Uncomfortable with that thought, he shifted his weight from one knee to the other. By damn, but the floor was hard and cold. How long did she intend to pray?
Beside him she shifted and he immediately stilled. What was he to do about her? The answer was clear. He would
seduce the pious wench. There was no reason not to and one huge reason why he should: he wanted her.
She’d heated his blood with her beauty, her innocence, and her unexpected passion. It was plain that she was ready for a man, and he was sore overdue the pleasures of a woman. She would do as well as any other.
Besides, what better way to gloat over the FitzHughs than to ruin their precious firstborn?
 
As she oversaw preparations for the evening meal Isolde kept her distance from Reevius. At the same time, however, she watched him constantly. She tried to keep her fascination with him to herself. But he would look up and catch her gaze upon him, and after a while she knew it was hopeless. He had to know what she was thinking, and she had a fair inkling herself of what he was thinking, too. That he might find her even half so appealing as she found him made her stomach giddy and her head spin!
An empty metal platter slipped from her hand, and she scurried to retrieve it. She glanced guiltily around. Did anyone else suspect the momentous change that had occurred to her today?
Odo was frowning, gesticulating with both hands as he harangued the hapless pantler. Osborn came into the hall with one of his knights, the two of them engrossed in conversation.
She let loose a sigh, thankful for that modicum of privacy, only to be startled by a tug on her sleeve.
“The fruits of prayer are many, and varied,” an old familiar voice stated.
“Newlin!” Isolde gasped and again dropped the platter. “My goodness, but you frightened me. When did you arrive? Why was I not informed you were here?”
The ancient little bard looked up at her with his one good eye and his sweet, twisted smile. “I believe Odo did inform you. Do you not recall?”
“He did? Oh, yes. He did,” Isolde admitted, feeling the heat of embarrassment creep into her cheeks. She turned away from Newlin’s discerning gaze. “I have been forgetful of late. There are so many more details for me to attend while my parents are not in residence.”

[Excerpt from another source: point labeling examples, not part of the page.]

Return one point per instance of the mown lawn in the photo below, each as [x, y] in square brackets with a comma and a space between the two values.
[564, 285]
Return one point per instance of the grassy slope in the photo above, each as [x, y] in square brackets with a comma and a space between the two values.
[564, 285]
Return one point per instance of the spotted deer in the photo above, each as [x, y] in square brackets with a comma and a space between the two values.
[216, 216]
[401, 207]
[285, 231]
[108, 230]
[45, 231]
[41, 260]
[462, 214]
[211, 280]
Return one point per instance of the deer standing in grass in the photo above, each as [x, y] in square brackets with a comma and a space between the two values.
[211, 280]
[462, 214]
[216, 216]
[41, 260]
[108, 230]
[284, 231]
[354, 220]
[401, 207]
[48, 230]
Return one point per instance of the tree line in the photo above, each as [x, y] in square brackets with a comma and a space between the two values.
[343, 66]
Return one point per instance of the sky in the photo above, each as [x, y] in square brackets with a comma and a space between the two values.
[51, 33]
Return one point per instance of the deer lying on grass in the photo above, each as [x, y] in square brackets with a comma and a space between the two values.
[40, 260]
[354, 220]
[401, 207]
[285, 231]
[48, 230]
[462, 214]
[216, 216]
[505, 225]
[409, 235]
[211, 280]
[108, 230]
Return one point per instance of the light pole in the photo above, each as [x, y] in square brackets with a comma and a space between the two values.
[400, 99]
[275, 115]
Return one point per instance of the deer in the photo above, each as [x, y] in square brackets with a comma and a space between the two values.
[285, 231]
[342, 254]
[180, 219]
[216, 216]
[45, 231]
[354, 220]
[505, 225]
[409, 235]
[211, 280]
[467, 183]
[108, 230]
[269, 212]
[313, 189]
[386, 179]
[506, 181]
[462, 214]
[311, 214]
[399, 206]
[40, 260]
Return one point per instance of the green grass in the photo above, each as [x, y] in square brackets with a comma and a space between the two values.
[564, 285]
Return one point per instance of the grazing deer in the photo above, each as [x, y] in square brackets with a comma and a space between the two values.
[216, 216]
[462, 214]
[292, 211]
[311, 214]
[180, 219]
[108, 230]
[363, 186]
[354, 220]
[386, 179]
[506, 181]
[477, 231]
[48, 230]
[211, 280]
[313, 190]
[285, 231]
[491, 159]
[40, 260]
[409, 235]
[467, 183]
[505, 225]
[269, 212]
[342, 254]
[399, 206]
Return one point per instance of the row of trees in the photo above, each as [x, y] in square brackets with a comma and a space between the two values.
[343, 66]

The old bard nodded. “Too many things on your mind, no doubt. I am told there is fine entertainment to be had after the evening meal.”
“Yes. Minstrels.” The color in her cheeks grew deeper. “They also perform acrobatics.”
“And give music lessons. The gittern?”
He knew! Isolde gnawed one side of her bottom lip. “Yes,” she slowly admitted. Had someone told him or did he, in the inexplicable way he had, simply know?
He smiled up at her. “Methinks these minstrels have a talent far beyond what we have yet to see.” He started toward the low bench he favored, and Isolde watched the slow dip and sway of his peculiar gait. What did he mean by that? She hurried after him.
“To what sort of talent do you refer?” she asked.
“You would know that better than I, child, for I have yet to lay eyes upon these minstrels.”
“Well …” Isolde hesitated. As usual, Newlin expected her to be completely honest with him. He would not share any portion of his mysterious knowledge with her if he thought she was being in the least deceptive. “He has a talent for … for attracting women,” she said, embarrassed to discuss such a thing with the bard of Rosecliffe.